When Kamran crunched Alex Cusack to the boundary to bring up his half-century Pakistan still required 81 from nine overs.
But when Wahab took 24 from Tim Murtagh's final over Pakistan needed just eight from 18 balls.
While Kamran did not see out the win, as he skied a catch to depart for 81 from 84 balls, Junaid Khan hit the winning runs with eight balls to spare.
It meant Ireland, who had been left deflated by the dramatic tie in Thursday's series opener, were left waiting for a first success over an elite nation in the Republic.
None of the Pakistan top four managed double figures to put Joyce's century, his second in ODIs after he hit 107 for England against Australia six years ago, into perspective.
Trent Johnston kickstarted Pakistan's collapse when he had Imran Farhat well snapped up by Kevin O'Brien low at second slip before Murtagh struck twice in the next over.
He trapped Nasir Jamshed in front without scoring before Mohammad Hafeez, a centurion on Thursday, feathered through to wicketkeeper Gary Wilson.
Ireland's tails were up and while Stirling dropped Misbah-ul-Haq at first slip, Kevin O'Brien made no mistake when Asad Shafiq nicked Johnston's next ball into a now-expectant cordon.
Pakistan were reeling a 17 for four and it could have been even worse when Shoaib Malik edged his first ball between keeper and slip.
Misbah and Malik began to look more assured in a 43-run stand before the skipper offered back a catch to Cusack to depart for 24.
George Dockrell then got the crucial wicket of Malik, after he had reached 43, to an lbw decision the Pakistani appeared unhappy with.
Kamran was left with the tail but with Wahab he found a willing ally as they turned the match away from the home side in a stunning late burst.
Earlier, Joyce was thrust into action almost immediately as Paul Stirling, who hit his second consecutive century against Pakistan on Thursday, failed to trouble the scorers.
Stirling spooned a leading edge to mid-wicket off Junaid and when skipper William Porterfield chased at debutant Asad Ali soon after Ireland were in early trouble at four for two.
Ali's first international spell of seven overs returned four maidens at a cost of just nine runs, but Joyce and Niall O'Brien nevertheless steadied matters in a watchful 65-run stand from 120 balls.
O'Brien's patience broke when he flashed a catch through to wicketkeeper Kamran off Wahab before Wilson's attempted sweep off Abdur Rehman ballooned up for Hafeez to take at slip.
Joyce and Kevin O'Brien finally got the innings rolling when they took 53 from the powerplay, taken at the start of the 34th over.
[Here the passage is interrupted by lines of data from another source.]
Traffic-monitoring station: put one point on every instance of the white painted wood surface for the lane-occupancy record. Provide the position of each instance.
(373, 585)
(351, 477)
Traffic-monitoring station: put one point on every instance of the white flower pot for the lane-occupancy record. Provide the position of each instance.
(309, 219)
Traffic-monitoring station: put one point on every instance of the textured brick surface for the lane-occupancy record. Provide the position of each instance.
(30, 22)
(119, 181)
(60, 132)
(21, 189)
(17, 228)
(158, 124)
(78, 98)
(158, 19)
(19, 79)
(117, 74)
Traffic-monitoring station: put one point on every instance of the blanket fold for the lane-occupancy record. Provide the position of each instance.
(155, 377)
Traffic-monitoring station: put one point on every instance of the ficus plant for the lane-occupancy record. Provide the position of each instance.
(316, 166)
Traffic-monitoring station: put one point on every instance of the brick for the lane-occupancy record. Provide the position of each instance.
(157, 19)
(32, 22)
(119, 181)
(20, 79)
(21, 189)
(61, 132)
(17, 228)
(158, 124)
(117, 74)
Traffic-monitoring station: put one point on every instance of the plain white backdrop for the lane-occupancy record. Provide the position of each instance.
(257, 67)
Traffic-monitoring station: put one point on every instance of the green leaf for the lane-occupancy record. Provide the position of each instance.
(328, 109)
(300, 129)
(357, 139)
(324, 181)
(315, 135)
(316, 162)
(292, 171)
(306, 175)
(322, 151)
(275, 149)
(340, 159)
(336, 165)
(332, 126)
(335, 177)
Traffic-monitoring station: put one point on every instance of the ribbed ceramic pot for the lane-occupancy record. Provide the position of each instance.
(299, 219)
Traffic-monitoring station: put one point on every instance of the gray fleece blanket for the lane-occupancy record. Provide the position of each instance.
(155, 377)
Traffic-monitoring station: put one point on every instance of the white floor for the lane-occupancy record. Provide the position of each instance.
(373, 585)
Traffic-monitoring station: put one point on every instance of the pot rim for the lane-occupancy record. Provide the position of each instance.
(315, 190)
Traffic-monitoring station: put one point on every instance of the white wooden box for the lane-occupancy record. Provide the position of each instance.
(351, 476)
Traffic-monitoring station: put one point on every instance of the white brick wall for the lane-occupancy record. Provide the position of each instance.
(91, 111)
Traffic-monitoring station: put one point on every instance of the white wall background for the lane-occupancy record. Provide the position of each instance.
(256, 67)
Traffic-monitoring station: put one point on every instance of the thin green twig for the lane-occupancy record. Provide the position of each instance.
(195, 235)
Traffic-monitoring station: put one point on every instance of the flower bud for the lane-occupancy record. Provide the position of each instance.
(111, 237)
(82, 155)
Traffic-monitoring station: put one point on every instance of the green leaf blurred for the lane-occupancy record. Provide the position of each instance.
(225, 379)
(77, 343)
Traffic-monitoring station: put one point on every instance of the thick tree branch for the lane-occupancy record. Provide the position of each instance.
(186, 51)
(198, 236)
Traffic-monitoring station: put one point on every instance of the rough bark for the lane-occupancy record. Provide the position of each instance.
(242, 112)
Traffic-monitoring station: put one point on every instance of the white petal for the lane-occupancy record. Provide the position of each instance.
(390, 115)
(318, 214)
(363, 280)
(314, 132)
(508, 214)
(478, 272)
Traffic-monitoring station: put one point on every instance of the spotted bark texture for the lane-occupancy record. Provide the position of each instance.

Joyce was dropped on 61 when Hafeez juggled four times at gully and Pakistan were made to pay as nine boundaries came in the five-over restrictions - one more than Ireland had managed until then.
But when the field dropped back O'Brien picked out Jamshed in the deep after hitting 38 from 48 balls.
Ireland then lost momentum but Joyce remained assured and brought up his century by swatting Rehman, who took four for 48 in his first international match since he was banned for testing positive to cannabis, over the ropes.